Kawans pasti pernah punya masalah kan? Pasti pernah merasa sakit hati kan? Pernah juga merasa putus asa dan ingin lari dari masalah yang sedang dihadapi kan? Mustahil jika jawabannya “tidak pernah”. Setiap manusia pasti punya masalah, yang tidak punya masalah mungkin hanya bayi dan orang gila.
Nah, jika kawans merasa galau, tertekan, seolah dunia tak lagi terasa bersahabat, ingatlah pada kisah-kisah Nabi Muhammad. Ia adalah manusia dengan cobaan yang luar biasa dengan ketabahan yang luar biasa pula. Beliau tak pernah lari, tak pernah menghindar dari takdir yang sudah ditetapkan Allah untuknya.
Ketika kita membaca dan berusaha membayangkan cobaan yang dihadapi beliau, insya Allah kita akan merasa bahwa cobaan yang kita hadapi tidak ada apa-apanya.
Galau karena tugas-tugas sekolah atau kuliah yang menumpuk tak ada apa-apanya dibandingkan dengan tugas menyampaikan pemahaman bahwa Allah hanya satu-satunya Dzat yang wajib disembah kepada kaum yang sudah terbiasa menyembah berhala. Galau karena ditinggalin seseorang yang disayang juga ngga ada apa-apanya dibanding Nabi yang sedari kecil sudah yatim piatu dan juga pernah ditinggal meninggal oleh istri dan pamanda tercintanya di tahun yang sama. Tak ada apa-apanya ketika Nabi ditinggal mati para sahabat dan sanak saudaranya sebagai syuhada dalam perang melawan orang-orang kafir.
Cerita-cerita berikut ini akan menggambarkan ketabahan dan kesabaran hati Nabi Muhammad.

Ketabahan Memulai Dakwah
Bisakah terbayangkan di benak kita masing-masing? Bagaimana sulitnya posisi Rasulullah di masa-masa awal kenabiannya? Ketika mayoritas penduduk Mekkah tenggelam dalam kebejatan dan kejahiliyahan, beliau mendapatkan tugas dari Allah untuk menyampaikan risalah tauhid. Ketika mayoritas penduduk Mekkah menyembah patung-patung berhala yang sudah menjadi kepercayaan turun-temurun, beliau mendapat tugas untuk menyampaikan pada kaumnya bahwa apa yang telah mereka lakukan selama itu salah, bahwa hanya ada satu Tuhan yakni Allah. Bagi kita yang sudah menjadi muslim sejak lahir mungkin tak pernah membayangkan bagaimana sulitnya Rasulullah meyakinkan kaumnya bahwa beliau benar-benar utusan pembawa risalah dari Allah?
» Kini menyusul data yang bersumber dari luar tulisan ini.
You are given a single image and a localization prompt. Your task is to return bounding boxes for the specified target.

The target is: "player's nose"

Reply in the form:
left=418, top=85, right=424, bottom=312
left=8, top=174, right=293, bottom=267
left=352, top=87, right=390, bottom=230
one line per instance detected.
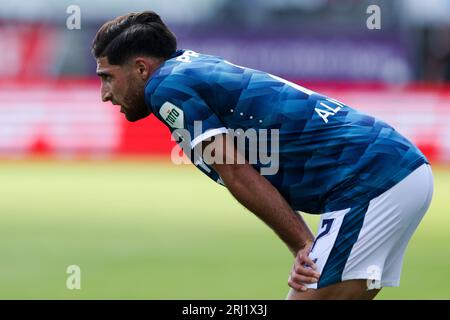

Hanya segelintir orang yang langsung percaya bahwa Allah telah memberikan wahyu melalui perantara Malaikat Jibril. Sebab itu, masa-masa awal pasca turunnya wahyu pertama adalah saat-saat yang berat bagi Rasulullah.
Sama halnya dengan penduduk Arab yang lain, Nabi tidak mengerti apa itu “wahyu” atau “kenabian”. Karena itu, ketika menerima wahyu yang pertama di Gua Hira, beliau pulang ke rumah istrinya dengan gemetar sambil berkata; “Selimutilah aku, selimutilah aku...”.
Khadijah mendengarkan cerita suaminya tentang kejadian yang baru dialaminya. Kemudian, walaupun dia tidak benar-benar mengerti apa yang telah menimpa suami tercintanya, dia tetap berusaha menenangkan Nabi dengan berkata; “Demi Allah, Allah tak akan menyusahkanmu. Engkau adalah orang yang selalu menghubungi sanak kerabat, selalu menolong orang susah, memberikan jamuan pada tamu dan selalu menyampaikan amanat pada yang empunya”.
Tak lama kemudian, didorong oleh rasa penasaran yang menghantui benaknya, Khadijah menjumpai salah satu sepupunya, Waraqah bin Naufal. Dia bermaksud meminta pendapat Waraqah yang saat itu adalah seorang Kristen yang taat dan mengerti Kitab Taurat dan Injil. Waraqah meminta Khadijah untuk membawa Nabi agar beliau dapat menceritakan sendiri kejadian yang dialaminya di Gua Hira.
Setelah Rasulullah selesai bercerita, Waraqah berkata; “Demi Allah yang jiwaku ada di tanganNya. Sesungguhnya engkau adalah Nabi untuk umat ini. Engkau telah didatangi Malaikat Jibril yang pernah datang kepada Musa. Dan kelak engkau akan didustakan, disakiti, diusir bahkan diperangi oleh kaummu”.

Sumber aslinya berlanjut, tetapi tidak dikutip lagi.